In an unusual move by a member of the Chewelah City Council, councilman John May left his normal position in order to address his legislative peers from the opposite side of the podium during the “audience comment” segment of last Wednesday’s regular council meeting – a segment normally reserved for citizens to address the council concerning the city’s business.
May gave an impassioned speech to the council regarding his concern about illegal immigrants and drugs in Chewelah, encouraging the council to take a strong stance against both.
“I would like this community to not be inviting to certain groups of folks. And the first group of folks that I’m thinking about are those people that are in this country illegally. The second group of folks that I’m thinking about are those people whose occupation is the production, manufacture and distribution of illegal drugs,” he explained about his desire for the future of Chewelah.
“The thing that the council needs to understand is that it’s like a seed: somebody comes, they live here and are part of one of these groups, and if they find that they are comfortable here then they notify their friends and their friends notify their friends … They’re like a cancer,” May explained.
“How do you cure a cancer?” he asked rhetorically before offering his prescription. “I can tell you for a fact: the best way to cure a cancer is to catch it early and get rid of it.”
“How do you put an end to it? The frontline crew for doing that are the [Chewelah Police Department],” May continued. “They need the support of [the council] … and the idea that they want to do the best they can do to rid the community of those kinds of folks.”
Coincidentally, May’s comments were followed later in the meeting by a presentation from Deputy Bob Bond of the Spokane County Sheriff’s Department regarding his agency’s K-9 Unit. Bond, a 28 year veteran of the Spokane County Sheriff Office and current K-9 Training Coordinator, discussed the effectiveness of using dogs to locate suspects and evidence at crime scenes, especially drugs.
Bond made the presentation to the council after being invited by Chewelah Police Chief Mark Burrows and Officer Matt Miller. Burrows and Miller are both interested in starting a K-9 program in their department.
Bond, along with his patrol dog Plotts, demonstrated for the council how a K-9 locates drugs in a room and also how the dog can be used to bite and help apprehend a suspect. Plotts is an eight year-old German Shepherd.
Bond explained how the K-9s are a “force multiplier” for his department. He said a single dog adds the effectiveness of eight human officers to a police department because of their heightened sense of smell, ability to track suspects, quick crime scene searches, and effectively de-escalating violent situations. He said that angry or resistant suspects tend to comply with officer commands when faced with a K-9.
In other business, the council tabled a proposed resolution that would change cemetery policies after councilman May called a new rate at Chewelah Pioneer Cemetery a “money grabber.”
The resolution would add a $250 charge for the weekday opening and closing of cremain burials at both Chewelah Pioneer Cemetery and Chewelah Memorial Park cemetery.

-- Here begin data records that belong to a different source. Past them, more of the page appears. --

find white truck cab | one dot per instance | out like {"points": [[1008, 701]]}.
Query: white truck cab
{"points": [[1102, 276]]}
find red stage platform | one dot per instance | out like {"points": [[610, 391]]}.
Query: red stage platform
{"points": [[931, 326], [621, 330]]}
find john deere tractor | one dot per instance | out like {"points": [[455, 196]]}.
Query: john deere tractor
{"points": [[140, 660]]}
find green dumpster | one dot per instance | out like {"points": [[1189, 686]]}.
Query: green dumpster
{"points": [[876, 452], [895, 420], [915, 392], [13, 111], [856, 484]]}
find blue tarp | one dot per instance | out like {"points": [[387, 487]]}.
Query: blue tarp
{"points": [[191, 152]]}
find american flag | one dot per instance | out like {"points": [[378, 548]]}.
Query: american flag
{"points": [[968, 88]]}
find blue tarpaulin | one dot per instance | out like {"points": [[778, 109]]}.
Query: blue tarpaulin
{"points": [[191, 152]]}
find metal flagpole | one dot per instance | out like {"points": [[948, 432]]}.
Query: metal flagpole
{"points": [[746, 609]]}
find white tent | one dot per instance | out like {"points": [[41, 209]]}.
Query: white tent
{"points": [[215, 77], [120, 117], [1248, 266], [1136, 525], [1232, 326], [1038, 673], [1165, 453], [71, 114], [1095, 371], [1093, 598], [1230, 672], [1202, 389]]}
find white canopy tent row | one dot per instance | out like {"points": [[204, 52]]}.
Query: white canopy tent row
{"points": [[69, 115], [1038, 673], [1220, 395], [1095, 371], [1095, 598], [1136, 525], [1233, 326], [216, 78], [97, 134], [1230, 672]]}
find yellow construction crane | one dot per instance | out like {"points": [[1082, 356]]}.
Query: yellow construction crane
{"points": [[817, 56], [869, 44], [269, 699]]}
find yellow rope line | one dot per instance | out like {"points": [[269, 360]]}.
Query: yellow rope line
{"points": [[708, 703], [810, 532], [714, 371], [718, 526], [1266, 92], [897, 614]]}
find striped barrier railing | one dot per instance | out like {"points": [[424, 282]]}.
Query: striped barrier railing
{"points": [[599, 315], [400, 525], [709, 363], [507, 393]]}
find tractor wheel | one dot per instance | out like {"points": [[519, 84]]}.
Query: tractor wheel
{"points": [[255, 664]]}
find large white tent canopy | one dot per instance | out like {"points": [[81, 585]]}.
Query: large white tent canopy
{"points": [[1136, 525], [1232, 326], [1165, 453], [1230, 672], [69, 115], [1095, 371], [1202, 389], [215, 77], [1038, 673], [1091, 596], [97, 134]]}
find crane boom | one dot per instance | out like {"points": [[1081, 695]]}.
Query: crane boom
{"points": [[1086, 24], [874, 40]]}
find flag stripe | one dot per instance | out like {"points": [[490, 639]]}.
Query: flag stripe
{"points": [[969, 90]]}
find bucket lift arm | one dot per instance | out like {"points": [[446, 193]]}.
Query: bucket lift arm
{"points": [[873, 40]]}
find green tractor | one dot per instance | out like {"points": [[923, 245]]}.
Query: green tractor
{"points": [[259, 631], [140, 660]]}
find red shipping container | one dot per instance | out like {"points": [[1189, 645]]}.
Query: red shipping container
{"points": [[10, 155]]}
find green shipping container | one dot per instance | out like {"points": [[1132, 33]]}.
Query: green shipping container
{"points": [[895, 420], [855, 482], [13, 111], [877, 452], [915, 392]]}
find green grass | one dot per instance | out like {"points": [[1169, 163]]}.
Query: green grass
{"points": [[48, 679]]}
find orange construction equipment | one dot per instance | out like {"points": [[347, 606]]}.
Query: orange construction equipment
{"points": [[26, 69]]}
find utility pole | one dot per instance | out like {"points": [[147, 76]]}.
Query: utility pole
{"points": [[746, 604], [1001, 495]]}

Saturday and holiday service would be $500.
“I can understand the expense of $250 for burying the cremains at Chewelah Memorial Park because that’s a perpetual care facility and it’s got sod, but $250 dollars to bury cremains at Pioneer Cemetery is ludicrous,” May complained.
May related that he recently buried two cremains at Chewelah Pioneer Cemetery with a post hole digger and was finished in about 15 minutes.

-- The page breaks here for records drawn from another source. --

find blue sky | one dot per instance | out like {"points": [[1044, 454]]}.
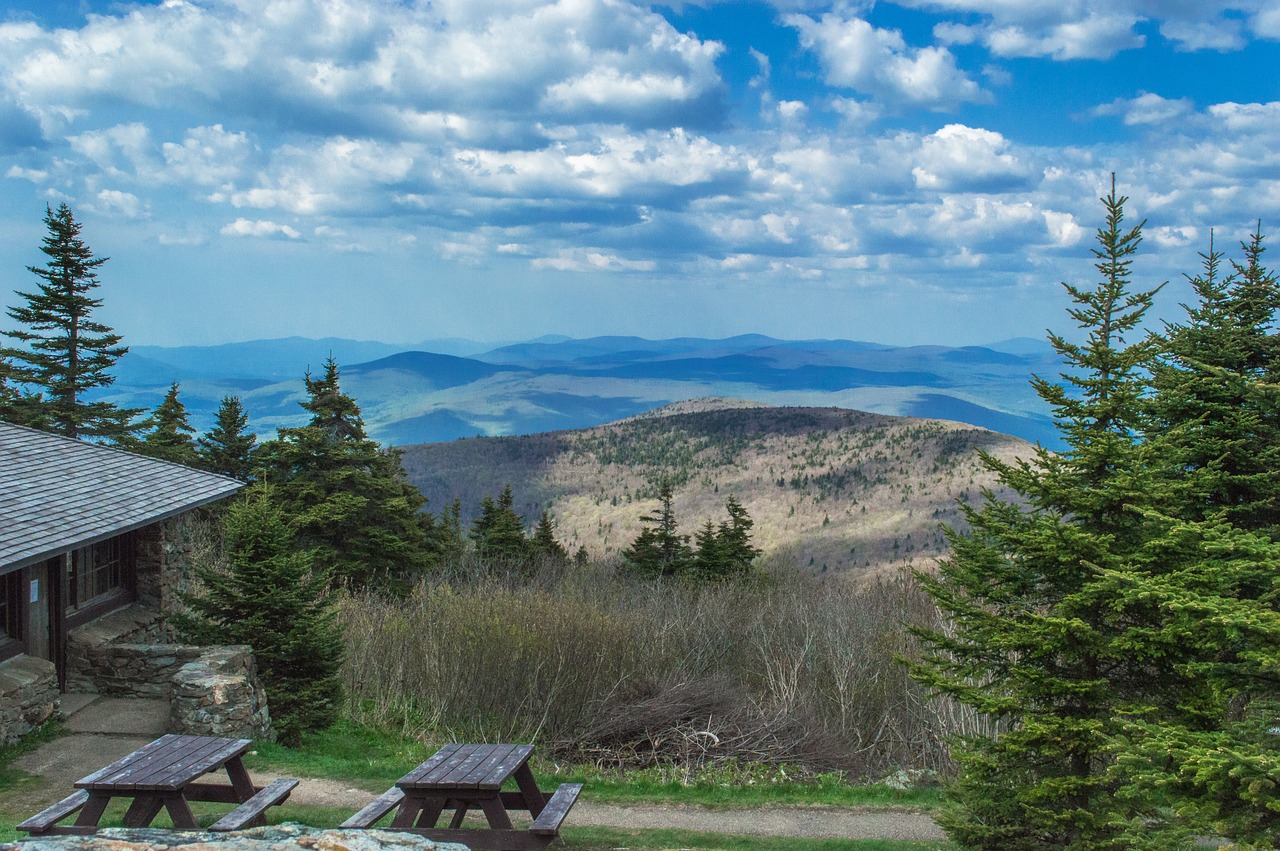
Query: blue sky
{"points": [[909, 172]]}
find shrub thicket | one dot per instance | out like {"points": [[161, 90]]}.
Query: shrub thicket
{"points": [[595, 664]]}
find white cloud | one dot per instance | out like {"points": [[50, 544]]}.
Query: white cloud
{"points": [[589, 260], [965, 159], [1146, 108], [878, 62], [126, 204], [265, 229]]}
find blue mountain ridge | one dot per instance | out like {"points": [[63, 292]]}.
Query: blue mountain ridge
{"points": [[558, 383]]}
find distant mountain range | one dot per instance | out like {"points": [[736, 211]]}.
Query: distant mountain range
{"points": [[448, 389], [831, 492]]}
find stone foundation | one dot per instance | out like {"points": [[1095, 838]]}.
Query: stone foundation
{"points": [[213, 691], [28, 696], [219, 695], [119, 655]]}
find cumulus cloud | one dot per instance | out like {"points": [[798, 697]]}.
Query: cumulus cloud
{"points": [[589, 260], [878, 62], [1095, 28], [965, 159], [374, 65], [261, 228], [1146, 108]]}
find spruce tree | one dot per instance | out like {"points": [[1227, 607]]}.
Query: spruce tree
{"points": [[228, 447], [344, 495], [659, 550], [498, 532], [64, 353], [169, 437], [1034, 644], [1212, 755], [274, 598], [544, 544]]}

“I would like to see us do something about that difference, at least [at the] Pioneer Cemetery,” May suggested. “It’s a money grabber!”
The council referred the issue back to the City Administrator for further review.
In other audience comments, resident Lois Kluckner questioned the council as to why ratepayers are being billed monthly for recycling when recycling is not available. Councilman Payton Norvell answered her question, explaining that the recycling facility is still under construction and would soon be available for city residents. He also said that, even though the facility is not yet open for use, the revenue generated from the one dollar monthly charge is being used to fund its construction.
Mayor Dorothy Knauss and City Administrator Mike Frizzell were both absent from the meeting. Mayor pro tem Sharon Ludwig conducted the meeting.